Title: The Great Gatsby

Author: F. Scott Fitzgerald

Pages: 214

Genre: Historical Fiction, Early 20th Century

Rating: 3.5/5

Summary: During the early 1920s, Nick moves to New York seeking to make big money on the booming Stock Market. He moves into a little shack next to a mansion owned by a mysterious man named Gatsby. Despite prohibition, Gatsby throws lavish parties filled with dancing and alcohol where everyone attends. After receiving an invitation to one of Gatsby’s parties, Nick gets pulled into the secret lives of those around him, finding out secrets that could ruin lives.

Review: I picked this novel up again (first time I read it for class in high school) so I could re-read it before seeing the 2013 movie in theatres.

It is hard to review a novel known as an American literary classic. People have written Masters’ thesis and Doctorate dissertations on it. Nothing I could possibly say would contribute anything new. The novel is extremely well written, the language is beautiful, and the story unfolds slowly as Fitzgerald uses his characters to provide social commentary on the superficiality and triviality of the lives of the rich in the 1920s.

The story is told from the point of view of Nick, Gatsby’s neighbor and Daisy’s cousin. He’s not one of the rich but an outsider looking into their world. Gatsby at first appears shallow, living a life of parties, drinking, and greedy attainment of vast amounts of money. Then we find out he did it all that for love. Yet, a part of me felt like he was more in love with the idea of Daisy and a life they could have had together rather than actually in love with Daisy herself.

With the exception of Nick and Gatsby, I actually hated all of the other characters, whatever their economic circumstances (they were all selfish and superficial). However, all characters, even Gatsby and Nick, seemed to have the emotional maturity of teenagers. It was still a good book but I just couldn’t shake the thought that every reaction to the events and each other reflected the maturity of someone at 15 but seemed ridiculous at 30. At the end I still felt awful for Gatsby and hated them all (except Nick) even more.

Overall, the prose is astonishing, the plot simple enough (although poignant), and the characters generally emotionally impaired. I felt like the descriptions transformed me right back into the 1920s. It was a good novel, but reading it twice in a lifetime is more than enough.

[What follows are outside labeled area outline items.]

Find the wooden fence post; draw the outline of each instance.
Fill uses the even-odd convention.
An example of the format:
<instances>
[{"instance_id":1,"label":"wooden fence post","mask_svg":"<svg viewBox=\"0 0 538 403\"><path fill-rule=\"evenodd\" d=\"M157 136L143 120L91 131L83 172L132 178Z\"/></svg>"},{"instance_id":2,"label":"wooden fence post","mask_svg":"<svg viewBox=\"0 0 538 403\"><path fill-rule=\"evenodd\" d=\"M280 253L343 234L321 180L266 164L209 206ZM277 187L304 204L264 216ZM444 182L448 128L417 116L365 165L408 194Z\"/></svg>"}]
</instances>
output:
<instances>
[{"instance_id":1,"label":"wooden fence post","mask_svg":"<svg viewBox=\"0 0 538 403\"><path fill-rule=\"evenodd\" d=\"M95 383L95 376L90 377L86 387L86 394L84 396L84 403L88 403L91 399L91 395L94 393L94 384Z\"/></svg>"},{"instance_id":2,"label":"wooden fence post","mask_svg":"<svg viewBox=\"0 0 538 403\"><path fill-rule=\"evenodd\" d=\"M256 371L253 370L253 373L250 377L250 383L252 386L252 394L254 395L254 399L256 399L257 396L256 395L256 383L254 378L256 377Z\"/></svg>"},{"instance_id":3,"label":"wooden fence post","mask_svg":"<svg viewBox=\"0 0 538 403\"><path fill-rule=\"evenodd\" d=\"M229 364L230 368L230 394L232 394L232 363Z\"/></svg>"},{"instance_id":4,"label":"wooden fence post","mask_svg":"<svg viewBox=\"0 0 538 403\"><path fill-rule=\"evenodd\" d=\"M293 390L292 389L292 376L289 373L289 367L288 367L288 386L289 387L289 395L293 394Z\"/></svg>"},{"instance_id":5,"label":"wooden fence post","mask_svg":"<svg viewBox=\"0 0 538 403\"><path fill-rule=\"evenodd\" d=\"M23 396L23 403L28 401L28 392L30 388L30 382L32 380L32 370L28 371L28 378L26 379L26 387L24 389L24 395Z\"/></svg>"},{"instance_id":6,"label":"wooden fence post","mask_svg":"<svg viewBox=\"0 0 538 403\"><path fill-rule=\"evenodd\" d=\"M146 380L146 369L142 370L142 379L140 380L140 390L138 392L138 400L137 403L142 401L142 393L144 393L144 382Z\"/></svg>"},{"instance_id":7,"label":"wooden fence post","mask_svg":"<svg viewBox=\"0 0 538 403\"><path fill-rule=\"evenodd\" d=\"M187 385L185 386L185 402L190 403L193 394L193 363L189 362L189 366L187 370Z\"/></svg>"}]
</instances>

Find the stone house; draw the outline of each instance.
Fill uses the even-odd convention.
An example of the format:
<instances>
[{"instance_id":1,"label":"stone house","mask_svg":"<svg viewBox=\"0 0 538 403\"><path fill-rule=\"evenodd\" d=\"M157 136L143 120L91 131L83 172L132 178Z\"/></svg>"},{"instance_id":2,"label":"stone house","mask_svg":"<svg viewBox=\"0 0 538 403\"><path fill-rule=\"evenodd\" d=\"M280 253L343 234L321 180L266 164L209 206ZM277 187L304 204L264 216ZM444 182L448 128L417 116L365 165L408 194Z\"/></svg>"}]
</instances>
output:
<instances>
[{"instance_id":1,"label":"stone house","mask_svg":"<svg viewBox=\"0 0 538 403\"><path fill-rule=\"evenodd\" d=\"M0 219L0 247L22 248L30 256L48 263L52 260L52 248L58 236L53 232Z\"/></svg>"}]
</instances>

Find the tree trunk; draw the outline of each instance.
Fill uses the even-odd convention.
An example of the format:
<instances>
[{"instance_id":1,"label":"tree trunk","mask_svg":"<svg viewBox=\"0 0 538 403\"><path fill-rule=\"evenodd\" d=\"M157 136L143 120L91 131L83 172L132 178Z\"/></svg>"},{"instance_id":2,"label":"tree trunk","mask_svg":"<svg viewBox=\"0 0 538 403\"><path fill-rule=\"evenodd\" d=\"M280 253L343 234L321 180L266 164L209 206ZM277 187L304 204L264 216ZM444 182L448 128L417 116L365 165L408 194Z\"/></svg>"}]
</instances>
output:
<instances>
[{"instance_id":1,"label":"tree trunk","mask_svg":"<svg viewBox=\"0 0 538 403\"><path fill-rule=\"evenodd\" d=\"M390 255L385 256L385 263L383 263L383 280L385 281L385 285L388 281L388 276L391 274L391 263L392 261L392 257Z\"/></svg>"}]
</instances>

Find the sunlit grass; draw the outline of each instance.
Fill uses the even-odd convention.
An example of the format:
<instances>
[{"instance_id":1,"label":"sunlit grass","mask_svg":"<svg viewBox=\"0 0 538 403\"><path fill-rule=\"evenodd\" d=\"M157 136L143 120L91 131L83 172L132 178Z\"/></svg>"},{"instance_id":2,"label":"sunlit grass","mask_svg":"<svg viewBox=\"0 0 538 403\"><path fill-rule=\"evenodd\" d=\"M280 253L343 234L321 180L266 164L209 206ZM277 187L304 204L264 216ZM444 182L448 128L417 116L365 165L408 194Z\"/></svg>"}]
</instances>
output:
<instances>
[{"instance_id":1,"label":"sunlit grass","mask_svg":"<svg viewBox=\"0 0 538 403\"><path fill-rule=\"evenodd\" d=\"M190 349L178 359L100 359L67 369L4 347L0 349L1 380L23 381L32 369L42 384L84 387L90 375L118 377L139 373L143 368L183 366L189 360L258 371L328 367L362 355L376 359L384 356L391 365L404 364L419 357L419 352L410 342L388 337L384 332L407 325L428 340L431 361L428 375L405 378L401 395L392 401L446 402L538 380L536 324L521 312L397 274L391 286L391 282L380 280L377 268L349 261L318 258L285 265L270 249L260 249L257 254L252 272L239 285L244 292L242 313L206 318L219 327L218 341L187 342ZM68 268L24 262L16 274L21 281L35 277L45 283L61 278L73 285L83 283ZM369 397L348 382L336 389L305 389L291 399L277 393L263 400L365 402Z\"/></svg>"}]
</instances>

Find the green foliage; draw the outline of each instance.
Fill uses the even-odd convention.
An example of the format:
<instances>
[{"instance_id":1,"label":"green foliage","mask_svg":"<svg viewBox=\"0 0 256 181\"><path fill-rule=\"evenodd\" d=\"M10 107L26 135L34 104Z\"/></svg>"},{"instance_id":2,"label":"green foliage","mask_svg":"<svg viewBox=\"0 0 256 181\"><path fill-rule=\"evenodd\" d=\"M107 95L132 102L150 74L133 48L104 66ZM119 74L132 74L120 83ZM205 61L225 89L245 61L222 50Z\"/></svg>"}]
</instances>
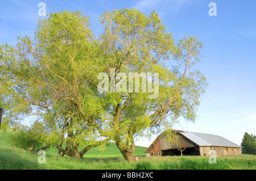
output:
<instances>
[{"instance_id":1,"label":"green foliage","mask_svg":"<svg viewBox=\"0 0 256 181\"><path fill-rule=\"evenodd\" d=\"M254 155L225 156L217 163L209 163L208 158L201 157L139 157L135 163L123 158L72 159L46 154L46 164L38 163L39 155L23 149L0 145L1 170L255 170Z\"/></svg>"},{"instance_id":2,"label":"green foliage","mask_svg":"<svg viewBox=\"0 0 256 181\"><path fill-rule=\"evenodd\" d=\"M242 154L256 155L256 136L245 133L241 146Z\"/></svg>"},{"instance_id":3,"label":"green foliage","mask_svg":"<svg viewBox=\"0 0 256 181\"><path fill-rule=\"evenodd\" d=\"M36 115L31 133L45 143L60 148L67 136L69 153L62 151L71 156L85 139L92 146L113 140L133 155L137 137L171 128L179 117L195 121L207 86L194 68L203 44L196 37L175 43L155 11L148 16L134 9L108 11L100 22L96 39L81 12L56 12L39 19L34 40L20 36L15 47L1 45L0 91L11 91L0 103L13 101L14 112ZM156 96L134 89L99 92L98 75L113 77L113 68L115 76L158 73L159 81L150 79L159 86Z\"/></svg>"},{"instance_id":4,"label":"green foliage","mask_svg":"<svg viewBox=\"0 0 256 181\"><path fill-rule=\"evenodd\" d=\"M37 151L43 146L43 142L33 137L30 131L18 131L10 136L11 145L14 147Z\"/></svg>"}]
</instances>

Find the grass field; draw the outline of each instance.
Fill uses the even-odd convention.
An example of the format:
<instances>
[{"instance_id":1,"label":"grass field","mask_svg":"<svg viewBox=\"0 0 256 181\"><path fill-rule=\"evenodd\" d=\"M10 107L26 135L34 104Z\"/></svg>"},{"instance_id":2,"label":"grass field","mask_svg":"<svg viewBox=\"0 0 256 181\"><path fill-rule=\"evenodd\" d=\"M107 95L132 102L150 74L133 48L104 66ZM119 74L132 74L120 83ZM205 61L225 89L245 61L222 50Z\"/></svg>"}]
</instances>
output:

Movie Note: I saw the 2013 production of The Great Gatsby movie and it was amazing. The visual style was edgy, taking the 1920s and mixing it up with modern aesthetic. The story stayed mostly true to the book, aside from some slight additions and omissions, and carried over to marvelously to the big screen. Actually, I liked the movie better than the book (*gasp*, I know, I never expect the movie to be better than the book).